AI tool detects CVD on cardiac MRI in 20 seconds with high precision
A new artificial intelligence tool can detect heart disease on cardiovascular MRI scans in seconds with equal or superior precision to clinicians.
Cardiovascular MRI scans provide vital images that enable providers to measure cardiac structure and function, but interpreting the exams is time consuming and vulnerable to human error. In a recent study published in the Journal of Cardiovascular Magnetic Resonance, experts shared how artificial intelligence could help solve this issue.
“Most existing approaches report measurement accuracy, treating expert analysis (or a consensus thereof) as a truth standard, but this is fundamentally flawed because of the inherent variability and subjectivity of humans,” corresponding author James C. Moon, of the institute of cardiovascular science at University College London, and co-authors explained. “We hypothesized that a carefully trained, fully automated machine learning analysis could be developed and proven to exceed human performance on any CMR scanner and any (non-congenital) disease.”
To test their hypothesis, the researchers trained a machine learning algorithm on 1,923 CMR scans (10 scanner models, 13 institutions, 9 clinical conditions) to segment the left ventricular blood volume and myocardium. The researchers augmented the dataset with an additional 1,277 scans of routine patients to assess the algorithm’s ability to identify mis-segmentations. The algorithm’s performance was then compared to three human readers.

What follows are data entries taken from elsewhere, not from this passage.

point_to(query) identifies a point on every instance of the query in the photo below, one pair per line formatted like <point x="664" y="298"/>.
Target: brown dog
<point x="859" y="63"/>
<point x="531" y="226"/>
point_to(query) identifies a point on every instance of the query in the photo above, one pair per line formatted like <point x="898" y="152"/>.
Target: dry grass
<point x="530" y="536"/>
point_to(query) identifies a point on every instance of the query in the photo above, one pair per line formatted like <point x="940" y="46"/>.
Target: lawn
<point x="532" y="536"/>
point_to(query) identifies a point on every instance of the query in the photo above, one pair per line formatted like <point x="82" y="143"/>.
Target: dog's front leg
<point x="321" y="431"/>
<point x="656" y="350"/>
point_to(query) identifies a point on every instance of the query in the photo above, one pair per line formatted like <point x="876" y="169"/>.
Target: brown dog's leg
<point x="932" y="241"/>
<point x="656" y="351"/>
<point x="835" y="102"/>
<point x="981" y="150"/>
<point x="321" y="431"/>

It took the algorithm an average of 20 seconds per patient to analyze the images, which is in stark contrast to the 13 minutes human interpreters required to complete the CMR reads. The quick interpretations did not come at the expense of precision, the researchers noted, as the machine analysis was superior to all three human readers for mis-segmentation.
“We have demonstrated how machine learning can be applied to an important medical problem, cardiac volumetric analysis by CMR, and its performance measured using a clinically important metric—precision,” the experts suggested. “Widespread adoption has the potential to standardize global care, reduce the need for clinical expert time, and significantly reduce sample sizes for clinical trials.”
The experts note that the algorithm is already in use at several institutions in Europe, with plans to implement it more than 40 locations globally within the year.
The detailed research can be viewed in the Journal of Cardiovascular Magnetic Resonance.